Richard Tremblay started his professional career as a clinician with juvenile delinquents and mentally ill offenders. He spent the rest of his career doing longitudinal and experimental studies to identify effective preventive interventions during the preschool and elementary school years. Results from these studies showed that early interventions with at risk children and their parents had very long-term impacts. Within these longitudinal studies, he also studied genetic and epigenetic effects on the development of violent behavior.
A Football Player in a Maximum Security Prison
I was conceived towards the end of the World War II when the mathematician John von Neumann and other very bright European immigrants to North America were creating game theory, the first modern computer, and the atomic bomb.
Over the years I learned that physical force was an instrument used by the “bad” as well as “good” guys to achieve their aims. At the time of my birth, other European immigrants to North America were making major contributions to the study of children’s development, including the development and prevention of aggressive behavior.
The work of two of these immigrants would eventually be central to my early professional education: Fritz Redl, a student of Anna Freud in Vienna, was creating Pioneer House in Detroit to “treat” aggressive children (Redl & Wineman, 1951), while Erik H. Erikson was gathering information to write Childhood and Society (Erikson, 1950).
At the end of the war my father returned to the main occupation he had held since he was eighteen years old: football player. I thus spent my childhood with a father who was celebrated in the newspapers, the sport magazines, and on radio for his dazzling punt returns and accurate placement kicks.
I started organizing football games with cousins and friends before I could read. My success in creating research teams for longitudinal and experimental studies on the development and prevention of aggression may be due to the long experience I had in getting friends together to play American football, a game where each player has a very specific role in achieving the team’s success.

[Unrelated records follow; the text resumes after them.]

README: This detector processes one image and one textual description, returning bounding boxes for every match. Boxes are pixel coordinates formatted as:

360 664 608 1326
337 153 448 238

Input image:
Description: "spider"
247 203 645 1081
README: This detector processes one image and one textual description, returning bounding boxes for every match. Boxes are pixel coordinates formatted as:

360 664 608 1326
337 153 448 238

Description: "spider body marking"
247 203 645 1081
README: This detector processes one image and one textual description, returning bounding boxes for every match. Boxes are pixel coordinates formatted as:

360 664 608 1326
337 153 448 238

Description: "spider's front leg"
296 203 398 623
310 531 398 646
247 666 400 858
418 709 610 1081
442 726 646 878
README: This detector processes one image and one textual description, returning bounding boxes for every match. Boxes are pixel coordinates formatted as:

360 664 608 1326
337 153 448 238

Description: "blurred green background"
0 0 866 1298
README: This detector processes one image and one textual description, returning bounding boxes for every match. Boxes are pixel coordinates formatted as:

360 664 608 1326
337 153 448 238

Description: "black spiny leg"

During my academic career I learned that it is less painful to be hit by an opponent when you are running with the football towards his goal line than when you receive an aggressive anonymous review for a grant proposal, or a paper submitted to a scientific journal! During a football game you know who hit you and you learn how to run away from that person on the next play or in the next game. To survive in Academia, you must learn to dodge unknown aggressors!
I naturally majored in physical education (University of Ottawa, Canada), and eventually did a MSc degree in educational psychology at the University of Montreal (Canada). Before doing my PhD in educational psychology at the University of London in Great Britain, I did clinical work in a residential center for juvenile delinquents and in a maximum security prison for mentally ill offenders.
Clinical psychology at the University of London was dominated by Hans Eysenck, whom my psychodynamically oriented professors at the University of Montreal referred to as the devil incarnate, because of his behavioral orientation. I perceived the clash between psychoanalysis and behaviorism similarly to the clash between Catholicism and Protestantism.
Having liberated myself from my Catholic education during my adolescence, at the University of London I liberated myself from psychoanalytic theory, mainly by reading Eysenck’s Crime and Personality (1964). I first reacted to his ideas with the criticisms of my previous psychoanalytically oriented professors in Montreal. But I rapidly realized that I understood the logic of his arguments much better.
This did not prevent me from having friends who were being trained at Anna Freud’s Hampstead clinic. Interestingly, some twenty years later I was asked by Peter Fonagy, who had become director of the Hampstead clinic, to be on their International Advisory Board!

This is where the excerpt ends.